(Image from Pattern Recognition and Machine Learning by Bishop)
Today I’m going to build on the ridge regression blog we last talked about by comparing it with the LASSO (Least Absolute Shrinkage and Selection Operator) algorithm. It was part of a larger conversation we’ve been having off and on in this blog on learning the basics of machine learning without a lot of math or coding. Since machine learning is such a big part of data science, it’s important to understand some of these principle algorithms.
Let’s return to the rainfall prediction problem where we want to know if our city will have more than 5 mm of rain next Monday. Ridge regression estimates how likely a variable is to influence the target variable and is the most commonly used linear regression technique in data science. Use cases for ridge regression and LASSO are when there are more predictor variables than observations.
Perhaps the data set we can access only has fifty observations of time of day but there are hundreds of other predictor variables that could affect rainfall amounts. In this problem, the rainfall amount would be the target variable, y. We could have three predictor variables, such as time of day, season and cloud cover percentage, represented as x1, x2 and x3. In LASSO, we assume that these variables x1, x2 and x3 are relevant to predicting rainfall amount. All the other hundreds of variables that might help us predict rainfall amount about would be excluded in the LASSO method.

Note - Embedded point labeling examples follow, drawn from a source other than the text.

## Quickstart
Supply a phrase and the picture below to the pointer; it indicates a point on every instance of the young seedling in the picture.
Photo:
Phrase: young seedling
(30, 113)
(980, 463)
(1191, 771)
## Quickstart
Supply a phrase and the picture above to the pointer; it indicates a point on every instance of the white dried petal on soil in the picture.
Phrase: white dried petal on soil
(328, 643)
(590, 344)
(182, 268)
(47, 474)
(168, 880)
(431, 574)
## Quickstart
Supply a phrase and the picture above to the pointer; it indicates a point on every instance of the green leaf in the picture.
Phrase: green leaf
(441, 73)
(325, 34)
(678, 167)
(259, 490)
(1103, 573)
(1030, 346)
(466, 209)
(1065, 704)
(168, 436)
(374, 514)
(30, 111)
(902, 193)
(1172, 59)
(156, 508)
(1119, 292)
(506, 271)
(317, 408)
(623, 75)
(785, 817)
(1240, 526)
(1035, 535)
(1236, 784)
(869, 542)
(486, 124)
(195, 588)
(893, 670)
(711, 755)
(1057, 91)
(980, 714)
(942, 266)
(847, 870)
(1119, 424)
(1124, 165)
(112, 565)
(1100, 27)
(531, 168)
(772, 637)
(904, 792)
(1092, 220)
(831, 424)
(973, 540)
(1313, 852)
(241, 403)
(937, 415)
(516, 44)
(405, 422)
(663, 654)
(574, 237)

Ridge regression and LASSO are both regularized linear regressions techniques, meaning they use math to change the input variables (x1, x2, x3) differently. LASSO was invented in 1989 to improve the prediction accuracy and make the results from the model easier to interpret. In our problem since we have hundreds of variables, a typical regression problem would probably “overfit” or make extreme predictions about rainfall. LASSO corrects for this so we can more accurately predict the rainfall amount next Monday. If the variables are highly correlated to each other, the LASSO model will not do as well. Many have suggested in this case to use Elastic Net regression instead.